Tackled: Joe Worsley

“Licensed Neanderthal muggings. Dumper truck v JCB. Zap! Pow! Ugh!” Frank Keating in The Guardian, on modern rugby’s obsession with “the hit”, rather than the art of the tackle, marking the retirement from rugby of Joe Worsley.

“As unlikely as it sounds, I have a soft spot for the writings of the Roman philosopher Seneca, much in the same way I have a soft spot for the way Wayne Rooney plays his football. Both have done things that are indefensible but in their professions both are geniuses. The driving force behind Rooney’s football could be defined by Seneca’s best-known work: a collection of essays on morals and one in particular: anger” The Secret Footballer in The Guardian makes it into Pseuds Corner.

“Will the government start providing more facilities and staff for children, such as sports clubs, youth clubs and invest more in apprenticeship schemes?” Rio Ferdinand puts a question to the Prime Minister ina special feature for The Observer magazine, the only figure from sport to be asked to do so.

“Yes, we are investing record amounts in apprenticeship schemes, £360,000 a year. And I’m pleased to say that, because we’re returning the Lottery to its original good causes, including sport, there will be an extra £135 million that will mean more sports facilities” David Cameron‘s answer. Was the £360,000 a typo?

“Racing has as many jealousies as any competitive game but the delight that greeted Carruthers in that unsaddling enclosure was as loud as it was unfeigned” Brough Scott, in the Sunday Times, on the reaction  to the Hennessy Gold Cup win at Newbury by a horse bred and owned by the former Telegraph racing writer, Lord Oaksey.

“I don’t think we have a team to win the Champions League because Real Madrid, Barcelona, Bayern Munich and Milan are better” Roberto Mancini, coach of Premier League leaders Manchester City, following their midweek draw at Napoli.

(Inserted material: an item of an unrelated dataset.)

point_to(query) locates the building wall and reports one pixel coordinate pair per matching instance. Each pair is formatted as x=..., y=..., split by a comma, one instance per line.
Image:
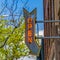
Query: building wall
x=51, y=8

“The exclusion from future Olympic teams is… an additional penalty for the doped athlete, over and above the code sanction. This conflicts with the provisions of the code, to which the BOA is a signatory. The BOA is, accordingly, offside and has been identified as such by WADA. This is not a matter of philosophical differences, simply a matter of the legal effects of its actions” Dick Pound QC, the Canadian lawyer and former chairman of the World Anti-Doping Agency, spells out the contradictions and illegalities of the British Olympic Association’s life ban for drug cheats.

“I wrote off the Olympics a long time ago, so for me, if the powers that be insist on changes then I’ll see what happens. But I’m not fighting this fight” David Millar, the road cyclist who has served a ban for EPO use.

“Bolton, Blackburn, Wolves fans, be warned. It is not just the ignominy of relegation that threatens you – I am not pre-judging the issue, by the way, my money (literally) is on QPR and Sunderland – but late Saturday nights with Manish Bhasin and Leroy Rosenior and a frantically jokey feature with Mark Clemmitt, who always seems just a little too determinedly high-spirited, like a new divorcee at a Christmas party, done up to the nines, out to prove he or she is over it” Martin Kelner reviews the BBC’s Football League Show.

“Stunned silence at the Wankhede!” Ravi Shastri in commentary as Sachin Tendulkar, again, falls short of his 100th international century, this time by six runs in the Test against West Indies at Mumbai.